Wednesday, May 06, 2009

now that i'm free...

Feeling slightly less discombobulated...I spent some time yesterday in nature with only the elements and creatures as company. Earlier today I found this very apt poem by one of my favorites, Mary Oliver.

Now that I'm free to be myself, who am I?

Can't fly, can't run, and see how slowly I walk.

Well, I think, I can read books.

"What's that you're doing?"
the green-headed fly shouts as it buzzes past.

I close the book.

Well, I can write down words, like these, softly.

"What's that you're doing?" whispers the wind, pausing
in a heap just outside the window.

Give me a little time, I say back to its staring, silver face.
It doesn't happen all of a sudden, you know.

"Doesn't it?" says the wind, and breaks open, releasing
distillation of blue iris.

And my heart panics not to be, as I long to be,
the empty, waiting, pure, speechless receptacle.

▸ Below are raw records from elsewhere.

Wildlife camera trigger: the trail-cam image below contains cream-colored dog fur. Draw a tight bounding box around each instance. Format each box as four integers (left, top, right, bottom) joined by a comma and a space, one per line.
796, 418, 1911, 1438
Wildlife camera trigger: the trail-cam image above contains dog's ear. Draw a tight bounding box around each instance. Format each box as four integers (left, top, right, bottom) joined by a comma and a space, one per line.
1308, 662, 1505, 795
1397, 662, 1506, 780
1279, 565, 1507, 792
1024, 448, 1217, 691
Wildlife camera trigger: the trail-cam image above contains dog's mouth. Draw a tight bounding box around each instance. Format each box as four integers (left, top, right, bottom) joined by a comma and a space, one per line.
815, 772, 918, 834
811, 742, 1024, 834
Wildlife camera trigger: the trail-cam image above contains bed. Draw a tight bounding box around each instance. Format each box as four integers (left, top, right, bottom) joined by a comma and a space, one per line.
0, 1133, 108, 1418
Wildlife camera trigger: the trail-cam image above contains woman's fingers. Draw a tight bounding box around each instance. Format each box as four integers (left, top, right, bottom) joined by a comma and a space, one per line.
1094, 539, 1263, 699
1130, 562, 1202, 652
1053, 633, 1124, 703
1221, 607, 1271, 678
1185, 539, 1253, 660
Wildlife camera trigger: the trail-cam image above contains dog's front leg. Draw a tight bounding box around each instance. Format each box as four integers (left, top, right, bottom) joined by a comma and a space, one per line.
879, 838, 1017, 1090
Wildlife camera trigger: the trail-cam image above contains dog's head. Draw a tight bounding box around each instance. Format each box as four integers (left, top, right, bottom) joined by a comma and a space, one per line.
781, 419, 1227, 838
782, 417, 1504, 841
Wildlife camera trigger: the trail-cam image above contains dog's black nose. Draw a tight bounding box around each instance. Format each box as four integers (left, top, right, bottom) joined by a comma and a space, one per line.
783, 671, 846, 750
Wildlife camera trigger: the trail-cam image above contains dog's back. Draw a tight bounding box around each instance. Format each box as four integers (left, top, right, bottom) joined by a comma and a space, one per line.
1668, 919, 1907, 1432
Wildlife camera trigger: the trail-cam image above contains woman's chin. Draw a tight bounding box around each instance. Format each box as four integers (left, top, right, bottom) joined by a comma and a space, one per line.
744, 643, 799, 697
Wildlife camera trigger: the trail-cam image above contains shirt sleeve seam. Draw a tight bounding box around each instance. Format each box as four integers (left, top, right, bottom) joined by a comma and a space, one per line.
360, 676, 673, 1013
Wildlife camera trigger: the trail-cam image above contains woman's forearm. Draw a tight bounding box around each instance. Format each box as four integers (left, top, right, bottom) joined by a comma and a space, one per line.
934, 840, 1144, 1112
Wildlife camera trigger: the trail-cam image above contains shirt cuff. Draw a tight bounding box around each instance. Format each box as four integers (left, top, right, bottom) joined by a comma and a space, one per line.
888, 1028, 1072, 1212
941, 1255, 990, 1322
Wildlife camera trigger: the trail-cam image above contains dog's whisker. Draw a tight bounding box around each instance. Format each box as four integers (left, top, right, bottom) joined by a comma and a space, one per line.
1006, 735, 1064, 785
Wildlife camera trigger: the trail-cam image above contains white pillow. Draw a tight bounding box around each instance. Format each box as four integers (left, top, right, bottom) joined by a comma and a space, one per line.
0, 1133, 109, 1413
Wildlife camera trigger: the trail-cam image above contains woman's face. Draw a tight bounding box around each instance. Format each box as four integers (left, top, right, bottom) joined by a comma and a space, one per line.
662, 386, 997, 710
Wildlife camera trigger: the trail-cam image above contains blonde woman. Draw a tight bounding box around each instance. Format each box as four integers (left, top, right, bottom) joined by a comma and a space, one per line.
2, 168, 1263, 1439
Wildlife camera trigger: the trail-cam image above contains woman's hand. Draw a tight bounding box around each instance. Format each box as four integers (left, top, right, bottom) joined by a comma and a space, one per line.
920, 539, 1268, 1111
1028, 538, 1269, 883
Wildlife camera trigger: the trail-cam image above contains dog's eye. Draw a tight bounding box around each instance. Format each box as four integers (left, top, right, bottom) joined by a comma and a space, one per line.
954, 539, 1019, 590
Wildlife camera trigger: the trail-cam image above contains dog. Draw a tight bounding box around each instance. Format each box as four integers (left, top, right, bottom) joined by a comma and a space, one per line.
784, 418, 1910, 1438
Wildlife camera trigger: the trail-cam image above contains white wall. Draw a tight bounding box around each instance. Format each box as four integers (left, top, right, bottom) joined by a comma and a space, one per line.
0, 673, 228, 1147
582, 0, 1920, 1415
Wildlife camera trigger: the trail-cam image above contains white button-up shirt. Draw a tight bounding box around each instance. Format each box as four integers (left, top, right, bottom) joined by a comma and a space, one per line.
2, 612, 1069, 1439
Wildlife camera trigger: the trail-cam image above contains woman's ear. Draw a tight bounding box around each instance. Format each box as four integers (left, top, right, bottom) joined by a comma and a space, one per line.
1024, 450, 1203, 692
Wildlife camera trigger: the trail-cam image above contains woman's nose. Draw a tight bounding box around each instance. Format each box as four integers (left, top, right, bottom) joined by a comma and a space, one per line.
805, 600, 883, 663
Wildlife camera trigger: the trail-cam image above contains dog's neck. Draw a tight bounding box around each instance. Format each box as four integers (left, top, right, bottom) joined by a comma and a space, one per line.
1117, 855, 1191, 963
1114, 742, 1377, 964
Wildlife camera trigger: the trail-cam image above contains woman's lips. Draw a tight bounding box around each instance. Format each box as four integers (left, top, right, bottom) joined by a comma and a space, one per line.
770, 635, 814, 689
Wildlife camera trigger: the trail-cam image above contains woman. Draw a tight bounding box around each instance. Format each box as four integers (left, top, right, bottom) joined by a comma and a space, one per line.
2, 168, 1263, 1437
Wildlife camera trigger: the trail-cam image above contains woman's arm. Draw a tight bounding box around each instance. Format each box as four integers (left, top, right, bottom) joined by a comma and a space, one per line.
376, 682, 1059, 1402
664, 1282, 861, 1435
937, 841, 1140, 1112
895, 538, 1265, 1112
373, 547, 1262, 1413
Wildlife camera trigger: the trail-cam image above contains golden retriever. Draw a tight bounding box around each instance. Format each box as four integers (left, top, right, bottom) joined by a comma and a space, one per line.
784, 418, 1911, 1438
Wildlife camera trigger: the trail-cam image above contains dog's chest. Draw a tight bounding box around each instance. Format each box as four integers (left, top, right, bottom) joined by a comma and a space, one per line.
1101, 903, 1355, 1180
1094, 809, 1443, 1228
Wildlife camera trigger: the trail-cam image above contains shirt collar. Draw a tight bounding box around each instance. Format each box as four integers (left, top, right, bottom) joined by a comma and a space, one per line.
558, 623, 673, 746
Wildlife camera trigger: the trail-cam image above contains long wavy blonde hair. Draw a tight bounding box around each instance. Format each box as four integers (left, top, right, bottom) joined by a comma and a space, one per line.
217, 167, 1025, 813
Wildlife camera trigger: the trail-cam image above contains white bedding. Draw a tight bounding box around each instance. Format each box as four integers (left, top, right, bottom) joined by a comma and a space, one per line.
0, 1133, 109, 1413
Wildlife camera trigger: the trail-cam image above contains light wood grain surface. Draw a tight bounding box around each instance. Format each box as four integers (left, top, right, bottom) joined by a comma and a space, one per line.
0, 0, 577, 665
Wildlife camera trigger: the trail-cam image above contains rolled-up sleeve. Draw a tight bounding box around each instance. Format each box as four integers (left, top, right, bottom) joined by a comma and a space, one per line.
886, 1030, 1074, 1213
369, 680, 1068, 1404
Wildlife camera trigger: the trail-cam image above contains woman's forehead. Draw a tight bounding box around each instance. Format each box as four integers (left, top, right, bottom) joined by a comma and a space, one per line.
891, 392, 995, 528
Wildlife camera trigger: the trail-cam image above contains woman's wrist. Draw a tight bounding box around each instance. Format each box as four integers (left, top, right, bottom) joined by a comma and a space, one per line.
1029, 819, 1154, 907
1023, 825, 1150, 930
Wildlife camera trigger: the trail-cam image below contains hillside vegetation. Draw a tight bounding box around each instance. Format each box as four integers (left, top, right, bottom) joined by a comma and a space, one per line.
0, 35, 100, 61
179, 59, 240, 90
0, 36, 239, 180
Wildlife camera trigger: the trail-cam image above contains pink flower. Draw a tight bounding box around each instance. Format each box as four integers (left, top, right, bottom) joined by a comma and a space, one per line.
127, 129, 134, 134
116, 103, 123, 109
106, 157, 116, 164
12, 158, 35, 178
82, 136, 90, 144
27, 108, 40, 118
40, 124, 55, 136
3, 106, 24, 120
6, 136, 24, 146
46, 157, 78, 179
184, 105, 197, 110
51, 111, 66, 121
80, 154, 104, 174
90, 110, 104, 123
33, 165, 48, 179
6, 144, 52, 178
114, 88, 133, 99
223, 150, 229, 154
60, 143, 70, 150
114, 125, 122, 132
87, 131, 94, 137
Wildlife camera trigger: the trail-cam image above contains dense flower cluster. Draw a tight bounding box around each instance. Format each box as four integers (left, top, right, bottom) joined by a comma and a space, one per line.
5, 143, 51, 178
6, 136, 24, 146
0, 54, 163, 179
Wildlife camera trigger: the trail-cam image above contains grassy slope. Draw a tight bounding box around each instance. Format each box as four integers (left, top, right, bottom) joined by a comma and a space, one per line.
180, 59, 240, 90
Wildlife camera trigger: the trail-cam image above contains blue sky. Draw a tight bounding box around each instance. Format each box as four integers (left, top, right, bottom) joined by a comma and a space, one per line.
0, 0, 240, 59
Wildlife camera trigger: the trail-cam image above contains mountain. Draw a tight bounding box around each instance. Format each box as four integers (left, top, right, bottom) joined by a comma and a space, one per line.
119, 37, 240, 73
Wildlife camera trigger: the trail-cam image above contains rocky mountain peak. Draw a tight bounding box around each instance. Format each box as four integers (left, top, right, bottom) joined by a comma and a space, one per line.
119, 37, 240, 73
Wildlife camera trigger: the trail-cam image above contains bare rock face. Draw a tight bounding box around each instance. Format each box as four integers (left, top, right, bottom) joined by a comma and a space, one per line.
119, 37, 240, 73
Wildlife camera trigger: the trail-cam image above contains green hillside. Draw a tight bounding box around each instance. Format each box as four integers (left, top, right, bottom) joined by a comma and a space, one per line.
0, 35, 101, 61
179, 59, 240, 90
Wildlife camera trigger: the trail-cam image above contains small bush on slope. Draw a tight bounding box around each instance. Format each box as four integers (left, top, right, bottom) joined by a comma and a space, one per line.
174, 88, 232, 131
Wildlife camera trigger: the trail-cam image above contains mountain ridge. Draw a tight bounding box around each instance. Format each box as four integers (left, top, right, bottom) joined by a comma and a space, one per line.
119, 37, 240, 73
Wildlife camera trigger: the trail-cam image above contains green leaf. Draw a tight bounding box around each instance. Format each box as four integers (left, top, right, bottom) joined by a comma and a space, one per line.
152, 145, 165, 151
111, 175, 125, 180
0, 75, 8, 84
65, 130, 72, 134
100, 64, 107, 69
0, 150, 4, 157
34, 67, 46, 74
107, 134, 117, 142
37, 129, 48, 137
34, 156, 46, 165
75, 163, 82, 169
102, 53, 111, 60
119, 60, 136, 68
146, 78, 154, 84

-Mary Oliver from Blue Iris

I'd love to hear what this poem says to you. Personally, I find myself hanging onto the first and last stanzas. Now that I'm free...

10 comments:

Dianna Woolley said...

I'm so glad to read reflections from persons in leisure time...no, no, I'm serious! I'm not jealous of your time, I think it's such a gift to be able to use your mind and heart set free into whatever direction you want to go. This poem says to me about freedom - I relish it, I embrace it, I give thanks for it, I will use it wisely.

xoxox

kate i said...

Beautiful! This speaks to my heart and soul. We are the only ones who can set ourselves free.

Barbara said...

On second reading, I felt so at one with this poem. I, too, in my leisurely retirement, find myself unable to fly, barely able to walk, reading a bit, telling myself that things take time to develop. I am not the pseudo-monastic I dreamed of being when I no longer had the excuse of my teaching obligations and sheer tiredness.
It is a bit of letdown, to put it nicely. Or maybe I am just learning something.

Kayce aka lucy said...

ss--i am having a hard time grasping the freedom of which you speak...but it sounds lovely :-)

kate--so very true, "we are the only ones who can set ourselves free." i know this and wonder why it is so hard to do so much of the time.

barbara--oh yeah, that "learning" thing. i sit here this morning and know there is learning going on for me...and even as i write three little birds have lined up on the balcony as if to say "what's that you're doing?"

thank you all for pondering with me and sharing your own places. xoxo

Karen said...

I kept thinking "yes" as I read it. This is what I'm doing, this is my "journey to authenticity." I had the realization (though I hadn't quite put it in these words) that I am free, that the chains were of my own making--put there by me, but also easily taken away by me. And so then I was left with that corresponding thought--"who am I?"

I know quite know yet. Maybe I'll never know completely. But I'm getting glimpses, and I'm slowly beginning to match the outer and the inner, stopping and asking myself, "what do I like?" "how do I feel about this?" "how can I feel better?"

Beautiful poem, Lucy--I obviously need to make myself better acquainted with Mary Oliver. Thank you.

Kayce aka lucy said...

lovely sharing this journey with you, karen. i think for me it is so often the little "glimpses" that keep me going.

Dianna Woolley said...

Hi Lucy -
Me again about your not being able to find the freedom of which I commented. Finding Mary Oliver's poem and relating it to your situation in life at the moment is the freedom of which I speak. It's not a freedom that has taken you to your "next specific challenge".....yet, but it is the freedom to keep on the path and not throw your arms in the air and say I'm nothing, I can't do this searching, wallowing in the freedom - oh my goodness, do you think we're talking control here again? Oh, we have so much to talk about this month:)

I know, I know, I'm just supposed to listen but you prompt me to speak:)

Drop over to CP's place this a.m. he has some thoughts about fear of success which could have dropped out of so many of our favorite authors' heads.....

xoxoxoxoxo

Tess said...

Another treasure of Mary Oliver's - there's so much to discover that despite the poem's line "Give me a little time" which I assume is autobiographical, her work seems more like the wind releasing distillation of blue iris.

Perhaps, like dreams, it is everything, all those components at the same time.

If I were using this poem for Lectio, I would note that there's something about the word "distillation" which says more to me than the others right now.

Tess said...

PS: I meant to say what a beautiful photograph of you.